For decades, NGOs targeting world hunger focused on ensuring
that adequate quantities of food were being sent to those in need.
In the 1990s, the international food policy community turned its
focus to the "hidden hunger" of micronutrient deficiencies, a
problem that resulted in two scientific solutions: fortification,
the addition of nutrients to processed foods, and biofortification,
the modification of crops to produce more nutritious yields. This
hidden hunger was presented as a scientific problem to be solved by
"experts" and scientifically engineered smart foods rather than
through local knowledge, which was deemed unscientific and, hence,
irrelevant.
In Hidden Hunger, Aya Hirata Kimura explores this recent
emphasis on micronutrients and smart foods within the international
development community and, in particular, how the voices of women
were silenced despite their expertise in food purchasing and
preparation. Kimura grounds her analysis in case studies of
attempts to enrich and market three basic foods rice, wheat flour,
and baby food in Indonesia. She shows the power of nutritionism and
how its technical focus enhanced the power of corporations as a
government partner while restricting public participation in the
making of policy for public health and food.

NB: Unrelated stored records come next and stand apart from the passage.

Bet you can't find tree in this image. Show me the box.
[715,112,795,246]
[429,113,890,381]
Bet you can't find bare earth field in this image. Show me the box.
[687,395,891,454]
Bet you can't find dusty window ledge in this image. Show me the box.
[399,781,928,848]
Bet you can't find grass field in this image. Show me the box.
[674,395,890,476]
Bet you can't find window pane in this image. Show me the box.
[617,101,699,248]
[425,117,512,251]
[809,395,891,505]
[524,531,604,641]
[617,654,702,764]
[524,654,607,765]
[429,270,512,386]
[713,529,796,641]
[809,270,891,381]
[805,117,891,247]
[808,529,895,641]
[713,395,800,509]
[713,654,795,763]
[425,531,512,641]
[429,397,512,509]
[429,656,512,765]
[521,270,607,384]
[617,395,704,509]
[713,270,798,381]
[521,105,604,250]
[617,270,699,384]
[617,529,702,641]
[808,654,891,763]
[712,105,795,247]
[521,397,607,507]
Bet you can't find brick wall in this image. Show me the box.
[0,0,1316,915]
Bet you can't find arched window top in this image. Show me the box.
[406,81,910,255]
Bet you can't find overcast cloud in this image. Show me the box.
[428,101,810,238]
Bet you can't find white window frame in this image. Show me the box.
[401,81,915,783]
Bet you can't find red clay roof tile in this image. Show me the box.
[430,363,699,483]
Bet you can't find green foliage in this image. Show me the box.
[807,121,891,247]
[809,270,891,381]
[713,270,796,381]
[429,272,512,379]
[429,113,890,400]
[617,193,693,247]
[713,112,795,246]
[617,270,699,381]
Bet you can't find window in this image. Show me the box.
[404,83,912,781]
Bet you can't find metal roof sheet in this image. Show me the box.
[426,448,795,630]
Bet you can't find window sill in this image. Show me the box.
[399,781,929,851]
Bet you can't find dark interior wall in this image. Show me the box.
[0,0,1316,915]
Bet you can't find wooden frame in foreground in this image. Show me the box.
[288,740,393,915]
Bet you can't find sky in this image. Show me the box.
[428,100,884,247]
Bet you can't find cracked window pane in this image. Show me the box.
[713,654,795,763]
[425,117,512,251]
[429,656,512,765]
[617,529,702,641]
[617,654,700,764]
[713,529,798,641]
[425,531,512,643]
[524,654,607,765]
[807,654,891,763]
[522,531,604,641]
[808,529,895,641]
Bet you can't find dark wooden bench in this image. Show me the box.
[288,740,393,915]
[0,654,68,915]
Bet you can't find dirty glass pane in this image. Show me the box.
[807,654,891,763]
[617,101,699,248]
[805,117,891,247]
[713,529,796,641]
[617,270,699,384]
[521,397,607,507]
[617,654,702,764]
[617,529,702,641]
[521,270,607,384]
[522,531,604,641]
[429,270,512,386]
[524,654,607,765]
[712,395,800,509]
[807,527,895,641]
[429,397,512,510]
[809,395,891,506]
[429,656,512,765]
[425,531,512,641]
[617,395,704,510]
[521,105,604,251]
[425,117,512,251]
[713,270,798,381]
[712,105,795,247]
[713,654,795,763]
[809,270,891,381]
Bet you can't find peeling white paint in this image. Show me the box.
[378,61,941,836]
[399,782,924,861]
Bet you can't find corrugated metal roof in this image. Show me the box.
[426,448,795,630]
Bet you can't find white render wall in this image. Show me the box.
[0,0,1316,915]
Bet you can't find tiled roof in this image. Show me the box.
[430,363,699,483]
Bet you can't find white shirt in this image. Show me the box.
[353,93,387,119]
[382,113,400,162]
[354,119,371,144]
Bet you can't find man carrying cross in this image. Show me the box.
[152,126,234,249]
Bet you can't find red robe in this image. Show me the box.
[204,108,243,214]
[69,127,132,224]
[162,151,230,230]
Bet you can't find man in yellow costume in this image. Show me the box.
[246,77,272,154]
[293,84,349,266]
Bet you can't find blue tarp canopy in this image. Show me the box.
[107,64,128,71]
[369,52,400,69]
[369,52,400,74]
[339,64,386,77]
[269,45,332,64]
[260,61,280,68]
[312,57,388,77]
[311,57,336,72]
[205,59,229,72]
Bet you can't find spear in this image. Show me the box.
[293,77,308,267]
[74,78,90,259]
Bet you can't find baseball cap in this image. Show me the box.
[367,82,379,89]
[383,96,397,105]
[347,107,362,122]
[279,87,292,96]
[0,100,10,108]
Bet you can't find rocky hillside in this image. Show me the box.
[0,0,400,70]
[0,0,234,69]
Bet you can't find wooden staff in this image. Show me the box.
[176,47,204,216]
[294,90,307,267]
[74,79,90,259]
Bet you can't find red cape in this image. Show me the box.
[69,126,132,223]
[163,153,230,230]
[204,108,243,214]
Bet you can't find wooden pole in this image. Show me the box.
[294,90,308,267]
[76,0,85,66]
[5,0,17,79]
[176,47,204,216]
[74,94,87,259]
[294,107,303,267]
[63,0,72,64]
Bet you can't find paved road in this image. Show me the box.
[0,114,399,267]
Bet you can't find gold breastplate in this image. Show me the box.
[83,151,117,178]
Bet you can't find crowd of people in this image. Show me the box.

She also analyzes the
role of advertising to promote fortified foodstuffs and traces the
history of Golden Rice, a crop genetically engineered to alleviate
vitamin A deficiencies. Situating the recent turn to smart food in
Indonesia and elsewhere as part of a long history of technical
attempts to solve the Third World food problem, Kimura deftly
analyzes the intersection of scientific expertise, market forces,
and gendered knowledge to illuminate how hidden hunger ultimately
defined women as victims rather than as active agents."